No tool that I know of, but you can write code in such a way that the
pipelining is configurable. I've written a few blocks where I could
adjust the pipelining of the block by changing a "pipelining schedule",
which was just an array variable containing pipeline-able points in the
design. By changing this variable, I could change the amount of
pipelines, and therefore the amount of registers used and the fmax of
the design. This has worked pretty well for me for designs like binary
trees of arbitrary depth. At the top of the code I would have a
variable like:

  pipeline_schedule(TREE_DEPTH-1 downto 0) := ( 0, 1, 1, 0, 1, 1 );

and further in the code where I would have, say a tree I would do
something like (this is not the actual code, just the idea here):

  for i in 1 to TREE_DEPTH-1 generate
    for j in 0 to LEAVES-1 generate
      if (pipeline_schedule(i)==0) generate
        -- just a level of logic
        a(i)(j*2) <= max( a(i-1)(j), a(i-1)(j+1) );
      end generate;
      if (pipeline_schedule(i)==1) generate
        -- create a pipeline stage
        if clk='1' and clk'event
          a(i) <= max( a(i-1)(j), a(i-1)(j+1) );
        endif
      endif
    endgenerate;
  endgenerate;

So whereever the variable pipeline_schedule has a 1, that level in the
tree would be pipelined. This works for a regular structure like a
tree.
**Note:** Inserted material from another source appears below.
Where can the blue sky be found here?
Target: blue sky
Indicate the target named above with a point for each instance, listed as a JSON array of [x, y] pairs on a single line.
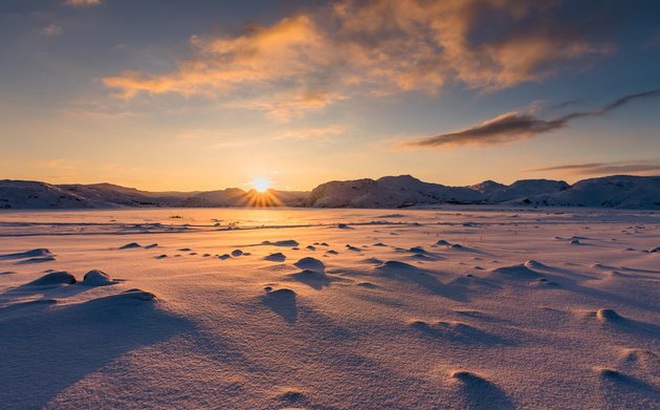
[[193, 95]]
It would be more difficult to code something non-regular like a
complex control circuit with configurable pipelining. Anyways, this
method allowed me to balance an IP block between resource usage and
speed. You could extend the idea by automatically creating a schedule
if you knew how many levels of logic a certain fmax in a certain device
could be tolerated (I didnt' go this far; I created the schedule
empirically).

-- Pete